Walls and Within Them
It's been easy to think of walls as bad things, given the last few years. And then there's that saying about fences. Both add to evidence that walls act as barriers as their primary function.
But of course, walls have more than one dimension. Our walls have helped display the warmth of our family. Our walls try to welcome and delight. Our walls tell a story.
At our home on Tartan Curve, Megan got it in her to paint an accent wall for each boy's bedroom. We'd gone down the route before of chalkboard walls, full-bleed yellow, and dare I say, four-different color wall rooms. This effort would be different. Not nearly as drastic but likely more work.
She started with Max, painting his wall while he visited his grandparent's house. It was something to watch her make them come to life, just her brain, pigments, and plenty of painter's tape. I've come to realize a steady refrain with Megan—she continuously makes the spaces around her better for her having been there. If only we could all be so present and talented.
Max's triangles, Jack's hexagons, and then Ben's polygons. Each was as unique as the child. Next, she tackled our bedroom, realizing a contrasting yellow and grey vision. Megan even tackled my office—creating a grey chevron or herringbone pattern that was a welcome sight for the time I spent in there. Take a look!
Leaving Tartan Curve, what we affectionately called the Brownstain, was harder because it meant leaving our walls (I hope we come up with a better proper noun for Cheyenne). Our walls have told stories. Of growth. Of learning. Of celebration. Of mistakes. Some tears were shed.
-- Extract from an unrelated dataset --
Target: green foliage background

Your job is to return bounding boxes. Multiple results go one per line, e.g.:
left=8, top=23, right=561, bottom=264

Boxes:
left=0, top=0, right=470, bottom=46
Luckily, some walls we can take with us.
In a small way, I've tried to preserve what Megan made, both physically and digitally. We have photos of each boy in front of his wall, added to the yearly photo album. I've also created the walls page, a gallery of each wall. Clicking on a wall will expand it into a full page version of itself. Lastly, I've adapted the walls as part of the experimental color palette of my new site.
We all leave a mark on the places we occupy. A memory of sorts of the people that lived there. I don't know what will become of the murals, but I hope they bring some joy, surprise, or possibility to the new inhabitants. And like our gardens at each home, I suspect this new house will need a new coat soon.